The return journey was a triumph. The caravan was now laden with the treasures of the east: chests of saffron and cloves, bolts of priceless silk, strange and wonderful animals, and texts of ancient lore for the Academy.
When Lyra's caravan re-entered Lysaro, its wagons overflowing with the wealth of the Jade Sea, the city erupted in celebration. They had done it. They had bypassed their rival, conquered the desert, and had seized control of the world's most lucrative trade route.
The economic effect was immediate and devastating—for Qarth. The news of the Golden Road spread through the ports of the world like wildfire. Why pay the outrageous tariffs of the Tourmaline Brotherhood when one could trade directly with the east via the safe and efficient route provided by the Serpent Trading Company? The flow of caravans to Qarth slowed to a trickle, then stopped almost entirely. The great merchant guilds, their monopoly shattered, descended into bitter infighting. The city, deprived of the trade that was its lifeblood, began a slow, inexorable decline. The Theocracy had not fired a single shot, yet they had brought their rival to its knees.

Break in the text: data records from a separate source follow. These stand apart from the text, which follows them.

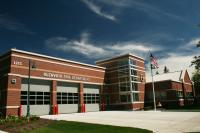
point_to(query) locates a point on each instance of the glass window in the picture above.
(134, 78)
(135, 86)
(133, 72)
(189, 95)
(132, 62)
(135, 97)
(125, 98)
(123, 62)
(179, 94)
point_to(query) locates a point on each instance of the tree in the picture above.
(166, 70)
(157, 72)
(196, 61)
(196, 74)
(196, 80)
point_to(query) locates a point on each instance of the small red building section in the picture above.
(171, 89)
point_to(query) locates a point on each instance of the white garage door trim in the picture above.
(67, 97)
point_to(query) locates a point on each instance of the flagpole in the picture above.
(154, 99)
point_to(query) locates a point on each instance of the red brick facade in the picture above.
(14, 67)
(170, 93)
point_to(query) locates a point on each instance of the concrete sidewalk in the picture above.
(157, 121)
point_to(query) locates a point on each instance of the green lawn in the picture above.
(78, 127)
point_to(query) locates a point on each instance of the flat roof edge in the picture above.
(56, 58)
(129, 54)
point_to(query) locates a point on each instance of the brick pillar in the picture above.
(81, 97)
(53, 96)
(13, 94)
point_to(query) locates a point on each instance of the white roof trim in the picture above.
(55, 58)
(129, 54)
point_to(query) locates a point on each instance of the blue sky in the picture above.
(89, 30)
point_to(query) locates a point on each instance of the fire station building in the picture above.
(116, 83)
(53, 81)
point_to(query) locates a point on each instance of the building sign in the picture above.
(18, 63)
(65, 76)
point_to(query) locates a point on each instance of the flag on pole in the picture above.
(154, 63)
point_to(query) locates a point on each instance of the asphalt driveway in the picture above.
(157, 121)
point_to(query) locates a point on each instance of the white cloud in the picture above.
(192, 43)
(174, 62)
(98, 10)
(82, 47)
(12, 24)
(117, 3)
(132, 46)
(96, 51)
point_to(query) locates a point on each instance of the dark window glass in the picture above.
(46, 93)
(32, 93)
(39, 93)
(32, 102)
(32, 97)
(135, 96)
(135, 86)
(70, 102)
(23, 92)
(39, 102)
(46, 102)
(64, 102)
(39, 97)
(23, 102)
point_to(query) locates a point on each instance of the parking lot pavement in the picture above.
(157, 121)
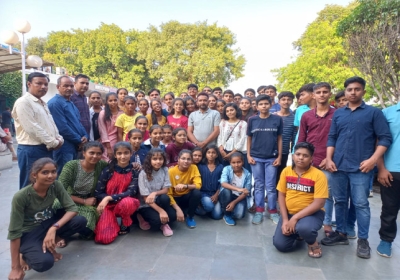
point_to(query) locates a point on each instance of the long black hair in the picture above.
(113, 162)
(147, 167)
(107, 111)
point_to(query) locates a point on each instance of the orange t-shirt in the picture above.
(301, 190)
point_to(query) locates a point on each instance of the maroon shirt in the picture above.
(173, 152)
(315, 130)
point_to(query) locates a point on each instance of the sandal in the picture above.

In his domain, the god watched his celestial map transform. A new, brilliant golden line now bisected the continent, a great artery of commerce flowing directly from his empire to the heart of the east. The light of Qarth, once a proud and arrogant beacon, was now a dim, flickering ember.
The faith that surged from this victory was one of pure, unadulterated commercial and industrial pride. It was the faith of explorers, of engineers, of merchants, of innovators. It was the belief in a god who did not just conquer, but out-competed.
The Great Tree in his domain responded to this new influx. It sprouted a new kind of fruit on its highest branches. They were not of glass or steel, but of pure, intricate design: a glowing mariner's compass, a crystalline spyglass, a perfectly balanced set of merchant's scales. They were the symbols of their new mastery over the world's economy.
The god was deeply satisfied. He had guided his people to a victory more complete and more permanent than any military conquest. He had taught them the ultimate lesson of the shrewd businessman: do not fight your competitor for market share. Do not try to break their monopoly. Instead, build a better product, create a more efficient system, and make them utterly and completely obsolete. He was no longer just the god of a nation or an empire. He was the god of global commerce, the master of the Golden Road. And the wealth of the world now flowed directly to his door.